Ideally, the response of CVP, or stroke volume and PAWP, should be monitored during a fluid challenge. Fluid challenges should be repeated while the response suggests continuing hypovolaemia. However, if such monitoring is not available it is reasonable to assess the clinical response to up to two fluid challenges (200ml each).

CVP response

The change in CVP after a 200ml fluid challenge depends on the starting blood volume (see figure). A 3mmHg rise in CVP represents a significant increase and is probably indicative of an adequate circulating volume. However, a positive response may sometimes occur in the vasoconstricted patient with a lower blood volume. It is important to assess the clinical response in addition; if inadequate, it is appropriate to monitor stroke volume and PAWP before further fluid challenges or considering further circulatory support.

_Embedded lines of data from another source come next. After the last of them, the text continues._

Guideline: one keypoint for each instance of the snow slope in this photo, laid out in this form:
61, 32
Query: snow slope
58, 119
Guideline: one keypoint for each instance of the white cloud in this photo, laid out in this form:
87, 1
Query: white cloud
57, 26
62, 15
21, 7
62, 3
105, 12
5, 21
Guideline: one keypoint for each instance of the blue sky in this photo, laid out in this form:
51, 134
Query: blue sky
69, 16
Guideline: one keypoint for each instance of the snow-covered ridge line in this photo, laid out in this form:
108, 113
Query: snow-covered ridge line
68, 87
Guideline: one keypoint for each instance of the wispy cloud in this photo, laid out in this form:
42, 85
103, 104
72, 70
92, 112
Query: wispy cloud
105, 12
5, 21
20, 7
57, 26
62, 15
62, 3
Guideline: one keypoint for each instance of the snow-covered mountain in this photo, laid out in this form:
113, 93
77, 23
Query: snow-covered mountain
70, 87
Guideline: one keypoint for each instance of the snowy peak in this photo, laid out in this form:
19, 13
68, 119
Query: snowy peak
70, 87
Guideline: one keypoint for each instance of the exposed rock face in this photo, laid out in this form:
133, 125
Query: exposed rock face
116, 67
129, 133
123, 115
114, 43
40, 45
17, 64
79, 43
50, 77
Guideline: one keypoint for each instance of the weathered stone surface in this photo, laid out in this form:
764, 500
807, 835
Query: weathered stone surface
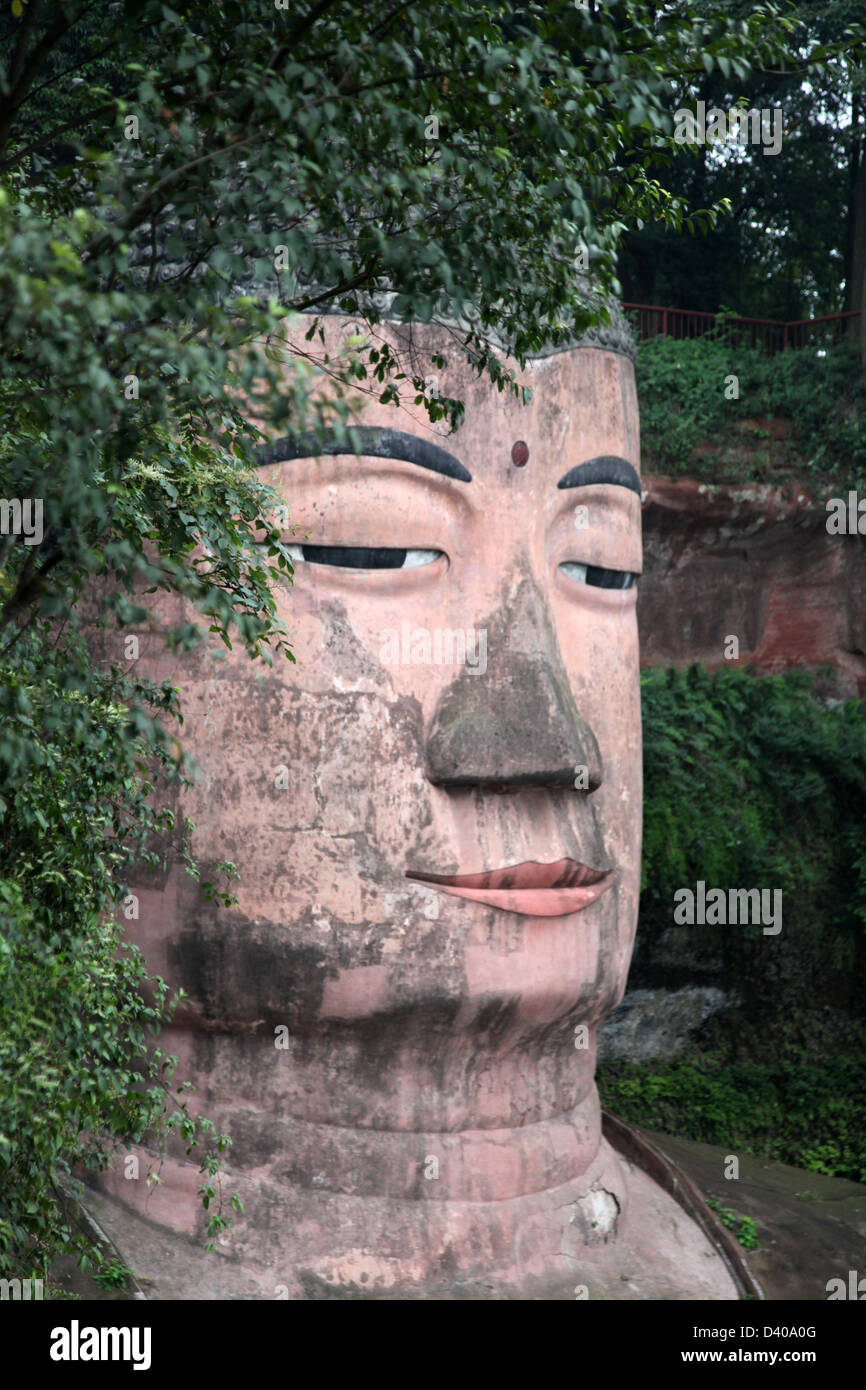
754, 562
654, 1025
431, 1127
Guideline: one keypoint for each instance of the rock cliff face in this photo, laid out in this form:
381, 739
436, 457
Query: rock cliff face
755, 563
759, 565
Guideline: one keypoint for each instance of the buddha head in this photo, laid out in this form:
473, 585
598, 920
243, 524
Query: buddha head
437, 818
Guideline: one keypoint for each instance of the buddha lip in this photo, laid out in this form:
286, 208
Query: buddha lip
531, 888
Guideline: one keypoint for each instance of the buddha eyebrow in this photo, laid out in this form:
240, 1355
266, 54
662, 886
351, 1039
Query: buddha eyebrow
605, 469
373, 441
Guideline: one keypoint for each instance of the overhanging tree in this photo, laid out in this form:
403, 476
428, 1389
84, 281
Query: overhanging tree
175, 181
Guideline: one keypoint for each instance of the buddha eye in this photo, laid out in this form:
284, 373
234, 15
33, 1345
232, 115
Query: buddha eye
599, 577
362, 556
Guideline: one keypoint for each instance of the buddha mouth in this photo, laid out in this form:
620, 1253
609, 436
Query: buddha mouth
531, 888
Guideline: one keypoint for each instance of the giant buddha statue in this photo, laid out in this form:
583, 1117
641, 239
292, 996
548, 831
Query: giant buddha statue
437, 818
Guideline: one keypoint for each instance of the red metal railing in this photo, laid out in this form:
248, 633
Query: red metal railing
770, 334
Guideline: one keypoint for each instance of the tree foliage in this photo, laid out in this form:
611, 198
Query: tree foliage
177, 182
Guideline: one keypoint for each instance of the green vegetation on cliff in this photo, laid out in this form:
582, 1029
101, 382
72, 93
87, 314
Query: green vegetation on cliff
798, 413
756, 781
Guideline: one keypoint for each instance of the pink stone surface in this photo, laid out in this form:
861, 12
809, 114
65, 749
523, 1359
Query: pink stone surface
433, 1129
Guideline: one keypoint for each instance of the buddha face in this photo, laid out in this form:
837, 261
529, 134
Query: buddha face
437, 809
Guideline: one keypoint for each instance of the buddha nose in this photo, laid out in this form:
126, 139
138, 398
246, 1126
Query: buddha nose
516, 724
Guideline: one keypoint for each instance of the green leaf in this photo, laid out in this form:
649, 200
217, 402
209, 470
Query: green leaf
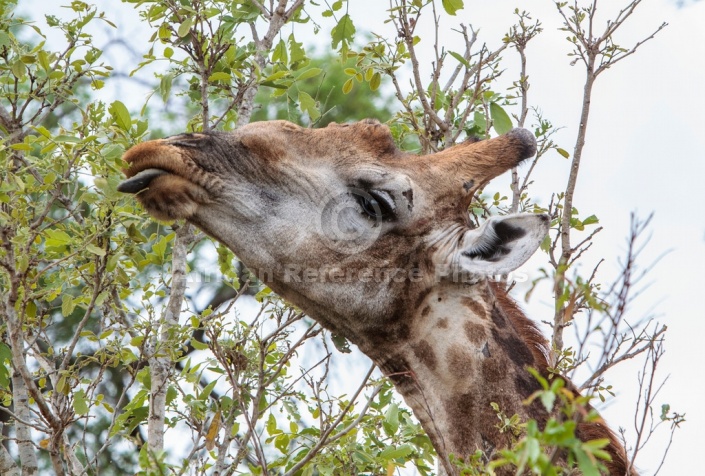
375, 81
341, 343
347, 87
57, 238
95, 250
121, 115
308, 105
391, 452
309, 73
500, 119
391, 420
452, 6
219, 76
592, 219
185, 27
67, 305
343, 33
198, 345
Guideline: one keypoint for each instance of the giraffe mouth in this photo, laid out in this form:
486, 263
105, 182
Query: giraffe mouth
140, 181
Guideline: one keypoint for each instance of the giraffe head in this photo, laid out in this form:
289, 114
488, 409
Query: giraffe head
338, 220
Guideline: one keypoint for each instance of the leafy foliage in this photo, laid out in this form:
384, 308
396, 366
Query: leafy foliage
93, 334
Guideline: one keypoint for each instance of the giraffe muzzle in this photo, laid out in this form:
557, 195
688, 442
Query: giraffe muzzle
140, 181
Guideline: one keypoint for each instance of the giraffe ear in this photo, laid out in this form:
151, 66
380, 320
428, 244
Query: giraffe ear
502, 244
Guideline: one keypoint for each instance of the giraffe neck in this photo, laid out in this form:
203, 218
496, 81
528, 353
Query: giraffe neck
464, 351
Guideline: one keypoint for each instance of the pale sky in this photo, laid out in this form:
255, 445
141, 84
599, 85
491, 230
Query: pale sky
645, 152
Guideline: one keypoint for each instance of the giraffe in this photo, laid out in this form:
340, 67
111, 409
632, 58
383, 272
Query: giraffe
376, 245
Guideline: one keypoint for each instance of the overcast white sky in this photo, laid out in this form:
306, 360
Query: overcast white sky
645, 152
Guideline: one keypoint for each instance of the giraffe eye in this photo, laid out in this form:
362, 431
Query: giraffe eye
378, 205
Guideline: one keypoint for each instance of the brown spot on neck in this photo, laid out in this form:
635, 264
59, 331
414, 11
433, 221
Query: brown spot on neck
424, 352
460, 361
475, 332
475, 307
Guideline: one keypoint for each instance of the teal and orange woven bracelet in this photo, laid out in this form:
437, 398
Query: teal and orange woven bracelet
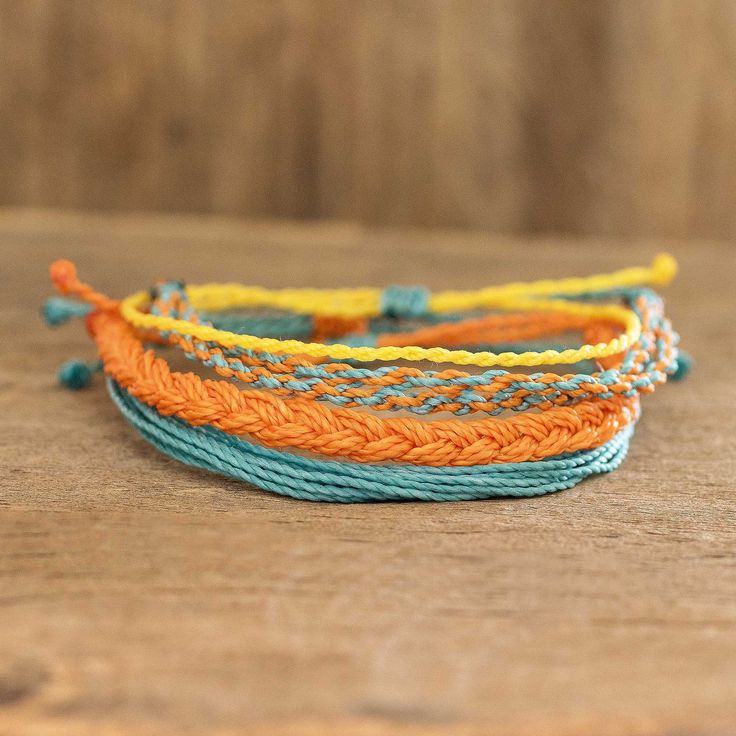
335, 419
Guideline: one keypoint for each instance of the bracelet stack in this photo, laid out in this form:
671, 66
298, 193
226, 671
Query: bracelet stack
366, 394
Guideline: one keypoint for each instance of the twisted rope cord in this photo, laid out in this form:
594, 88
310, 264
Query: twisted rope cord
131, 311
362, 437
320, 480
392, 388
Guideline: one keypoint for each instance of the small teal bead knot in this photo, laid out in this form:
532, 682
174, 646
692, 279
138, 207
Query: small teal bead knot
76, 374
404, 301
58, 310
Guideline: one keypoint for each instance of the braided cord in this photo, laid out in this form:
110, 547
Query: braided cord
131, 310
325, 480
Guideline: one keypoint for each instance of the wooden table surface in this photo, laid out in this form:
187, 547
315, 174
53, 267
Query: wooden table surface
140, 596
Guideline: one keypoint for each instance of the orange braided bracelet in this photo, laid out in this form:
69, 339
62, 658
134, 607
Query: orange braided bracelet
283, 408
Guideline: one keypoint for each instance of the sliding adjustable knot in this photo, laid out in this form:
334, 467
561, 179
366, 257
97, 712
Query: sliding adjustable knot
404, 301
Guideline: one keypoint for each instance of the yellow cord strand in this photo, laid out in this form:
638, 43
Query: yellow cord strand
131, 311
366, 303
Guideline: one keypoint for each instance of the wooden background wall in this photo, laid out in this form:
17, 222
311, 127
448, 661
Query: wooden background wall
577, 116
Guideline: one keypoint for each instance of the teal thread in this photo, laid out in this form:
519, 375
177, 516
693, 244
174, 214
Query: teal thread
305, 377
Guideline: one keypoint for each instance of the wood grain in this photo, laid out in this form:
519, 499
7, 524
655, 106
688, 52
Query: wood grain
141, 597
573, 116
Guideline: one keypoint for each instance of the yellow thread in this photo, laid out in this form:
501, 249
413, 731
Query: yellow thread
352, 303
131, 310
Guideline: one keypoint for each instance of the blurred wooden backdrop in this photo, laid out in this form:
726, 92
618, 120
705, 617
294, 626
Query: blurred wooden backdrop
577, 116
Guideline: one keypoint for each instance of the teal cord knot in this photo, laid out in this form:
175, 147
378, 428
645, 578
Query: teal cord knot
404, 301
684, 364
76, 374
58, 310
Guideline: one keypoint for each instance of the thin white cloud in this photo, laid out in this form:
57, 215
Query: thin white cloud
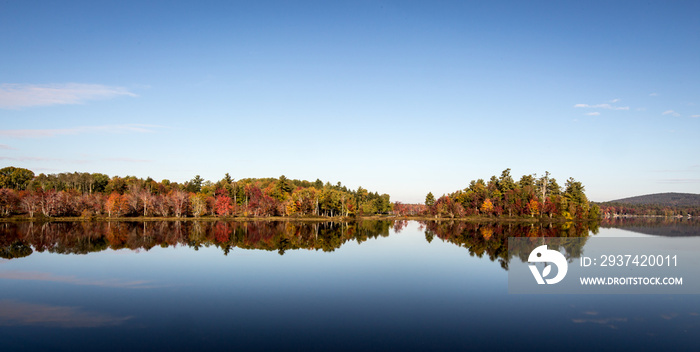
670, 112
15, 96
602, 106
42, 133
679, 180
129, 160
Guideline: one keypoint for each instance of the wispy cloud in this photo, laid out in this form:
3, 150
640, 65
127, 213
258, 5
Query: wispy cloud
670, 112
602, 106
15, 313
41, 133
27, 158
679, 180
15, 96
129, 160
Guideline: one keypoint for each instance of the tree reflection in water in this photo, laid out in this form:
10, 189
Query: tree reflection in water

Stroke volume and PAWP response

In the inadequately filled left ventricle a fluid challenge will increase the stroke volume. Failure to increase the stroke volume with a fluid challenge may represent an inadequate challenge, particularly if the PAWP fails to rise significantly (3mmHg). This indicates that cardiac filling was inadequate and the fluid challenge should be repeated. Such a response may also be seen in right heart failure, pericardial tamponade and mitral stenosis. It is important to monitor stroke volume rather than cardiac output during a fluid challenge. If the heart rate falls appropriately in response to a fluid challenge the cardiac output may not increase despite an increase in stroke volume.